Revolutionary ‘DNA tracking chamber’ could detect dark matter

July 4, 2012
ssDNA_based_detector

Dark matter detector: A WIMP (dark-matter particle) from the Galaxy scatters elastically with a gold nucleus situated in a thin gold foil. The recoiling gold nucleus traverses hanging strings of single stranded DNA, and severs any ssDNA it hits. The location of the breaks can be found by amplifying and sequencing the fallen ssDNA segment, thereby allowing reconstruction of the track of the recoiling gold nucleus with nanometer accuracy. (Credit: Andrzej Drukier et al.)

Physicists and biologists plan to build a dark matter detector out of DNA that will outperform anything available today, Technology Review Physics arXiv Blog reports.

Current experiments to find dark matter are looking for the unique signature that dark matter is thought to produce as a result of the Earth’s passage around the Sun.

During one half of the year, the dark matter forms headwind as the Earth ploughs into it; for the other half of the year, it forms a tailwind.

There’s a straightforward way to make better observations that should solve this conundrum. The dark matter signal should vary, not just over the course of a year, but throughout the day as the Earth rotates.

The dark matter headwind should be coming from the direction of Cygnus, so a suitable detector should see the direction change as the Earth rotates each day.

However: nobody has built a directional dark matter detector.

A collaboration of physicists and biologists brings together diverse people, such as astrophysicist Katherine Freese at the University of Michigan  in Ann Arbor and George Church at Harvard University in Cambridge, a geneticist and a pioneer in the area of genome sequencing, who say they can use DNA to spot dark matter particles.

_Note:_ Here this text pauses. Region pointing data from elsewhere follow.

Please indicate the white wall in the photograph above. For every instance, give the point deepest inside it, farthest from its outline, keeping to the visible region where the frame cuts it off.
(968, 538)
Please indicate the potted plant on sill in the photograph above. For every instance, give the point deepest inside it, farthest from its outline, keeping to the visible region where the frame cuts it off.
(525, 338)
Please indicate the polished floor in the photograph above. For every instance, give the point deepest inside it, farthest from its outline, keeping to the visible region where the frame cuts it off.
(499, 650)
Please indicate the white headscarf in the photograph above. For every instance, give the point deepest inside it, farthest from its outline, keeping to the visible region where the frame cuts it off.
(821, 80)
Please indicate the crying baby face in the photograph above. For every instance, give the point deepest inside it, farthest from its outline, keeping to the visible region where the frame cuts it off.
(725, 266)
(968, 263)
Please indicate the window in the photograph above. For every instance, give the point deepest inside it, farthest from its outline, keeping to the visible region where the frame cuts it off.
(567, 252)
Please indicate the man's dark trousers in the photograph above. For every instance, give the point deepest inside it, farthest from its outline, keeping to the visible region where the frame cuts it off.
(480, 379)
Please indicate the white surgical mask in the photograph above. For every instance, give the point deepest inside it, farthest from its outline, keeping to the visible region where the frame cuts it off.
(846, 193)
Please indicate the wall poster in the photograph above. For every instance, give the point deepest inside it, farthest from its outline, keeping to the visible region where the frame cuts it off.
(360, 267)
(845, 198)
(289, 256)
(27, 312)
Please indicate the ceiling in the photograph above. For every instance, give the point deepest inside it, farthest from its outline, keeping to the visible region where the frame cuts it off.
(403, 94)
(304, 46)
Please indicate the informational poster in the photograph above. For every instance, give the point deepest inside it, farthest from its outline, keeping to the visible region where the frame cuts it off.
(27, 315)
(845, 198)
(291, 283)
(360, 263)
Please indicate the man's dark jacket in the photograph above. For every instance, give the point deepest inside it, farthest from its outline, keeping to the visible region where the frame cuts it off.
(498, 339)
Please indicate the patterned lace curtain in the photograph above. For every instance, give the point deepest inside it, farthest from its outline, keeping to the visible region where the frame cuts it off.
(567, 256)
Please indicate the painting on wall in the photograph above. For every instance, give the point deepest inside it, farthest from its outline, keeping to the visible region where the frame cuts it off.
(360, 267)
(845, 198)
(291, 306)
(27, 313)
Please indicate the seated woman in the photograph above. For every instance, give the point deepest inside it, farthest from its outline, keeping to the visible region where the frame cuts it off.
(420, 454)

Their detector consists of a thin gold sheet with many strands of single-strand DNA hanging from it. The idea is that a dark matter particle smashes into a heavy gold nucleus in the sheet, sending it careering out of the gold foil and through the DNA forest.  The gold nucleus then severs DNA strands as it travels, cutting a swathe through the forest.

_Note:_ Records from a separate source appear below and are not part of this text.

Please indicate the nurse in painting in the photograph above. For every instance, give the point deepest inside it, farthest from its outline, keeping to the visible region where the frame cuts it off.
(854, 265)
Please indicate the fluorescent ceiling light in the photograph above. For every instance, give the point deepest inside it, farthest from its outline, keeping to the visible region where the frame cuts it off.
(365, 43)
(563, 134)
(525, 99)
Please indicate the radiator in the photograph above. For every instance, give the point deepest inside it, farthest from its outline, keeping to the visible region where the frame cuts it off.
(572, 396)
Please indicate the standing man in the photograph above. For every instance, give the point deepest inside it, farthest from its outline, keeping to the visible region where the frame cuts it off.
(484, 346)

These strands fall onto a collecting tray below, which is removed every hour or so. The segments can then be copied many times using a polymerase chain reaction, thereby amplifying the signal a billion times over.

Since the sequence and location of each strand is known, it is straightforward to work out where it was cut, which allows the passage of the gold particle to be reconstructed with nanometer precision. The entire detector consists of hundreds or thousands of these sheets sandwiched between mylar sheets.

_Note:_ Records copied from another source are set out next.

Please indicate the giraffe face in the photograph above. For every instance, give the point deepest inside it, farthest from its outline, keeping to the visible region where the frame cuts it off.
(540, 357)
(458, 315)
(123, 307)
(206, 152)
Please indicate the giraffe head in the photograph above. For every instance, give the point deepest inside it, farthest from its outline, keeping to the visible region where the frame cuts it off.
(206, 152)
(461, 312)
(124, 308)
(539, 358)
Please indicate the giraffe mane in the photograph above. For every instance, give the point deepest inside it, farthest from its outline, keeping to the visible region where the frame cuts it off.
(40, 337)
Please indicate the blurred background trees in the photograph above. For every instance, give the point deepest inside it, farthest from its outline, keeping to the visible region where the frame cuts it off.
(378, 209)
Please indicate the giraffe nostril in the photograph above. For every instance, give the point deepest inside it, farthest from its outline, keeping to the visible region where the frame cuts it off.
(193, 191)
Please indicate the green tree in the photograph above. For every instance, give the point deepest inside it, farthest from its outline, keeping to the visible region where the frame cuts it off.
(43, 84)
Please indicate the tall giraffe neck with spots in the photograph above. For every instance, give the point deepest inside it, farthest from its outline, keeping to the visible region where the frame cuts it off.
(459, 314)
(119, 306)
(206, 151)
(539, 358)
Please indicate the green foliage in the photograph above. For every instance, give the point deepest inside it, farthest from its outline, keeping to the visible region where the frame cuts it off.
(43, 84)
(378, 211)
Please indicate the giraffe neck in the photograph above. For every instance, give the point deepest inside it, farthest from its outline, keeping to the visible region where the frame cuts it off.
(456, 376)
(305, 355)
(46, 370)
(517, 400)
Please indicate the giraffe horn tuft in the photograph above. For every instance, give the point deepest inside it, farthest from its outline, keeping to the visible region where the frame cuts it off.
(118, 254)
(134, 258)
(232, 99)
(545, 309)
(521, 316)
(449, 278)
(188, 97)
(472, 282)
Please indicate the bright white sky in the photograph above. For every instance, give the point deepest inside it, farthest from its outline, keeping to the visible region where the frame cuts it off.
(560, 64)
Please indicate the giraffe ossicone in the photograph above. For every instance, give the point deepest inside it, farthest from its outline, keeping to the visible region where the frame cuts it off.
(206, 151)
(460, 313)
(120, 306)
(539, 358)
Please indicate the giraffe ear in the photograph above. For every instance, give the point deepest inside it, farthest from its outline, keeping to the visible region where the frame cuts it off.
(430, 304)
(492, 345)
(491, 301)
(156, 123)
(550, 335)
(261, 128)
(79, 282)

The DNA sequence determines the vertical position of the cut to within the size of a nucleotide. That kind of nanometer resolution is many orders of magnitude better than is possible today. This detector also works at room temperature, unlike other designs which have to be cooled to measure the energy that dark matter collisions produce.

And finally, the mylar sheets make the detector directional. Each sheet should absorb the gold nucleus of this energy after it has passed through the DNA forest. Any higher energy nuclei, from background radiation or cosmic rays for example, should pass through several ‘pages’, which allows them to be spotted and excluded.

With the device facing in one direction, a dark matter particle strikes a gold nucleus, propelling it into the DNA forest. But in the other, the gold nucleus is propelled into mylar sheet where it is absorbed. That’s what makes it directional–the detector should only record events coming from one direction.

This should allow the device to spot the change in dark matter signal each day, which in turn should make the detection much less statistically demanding.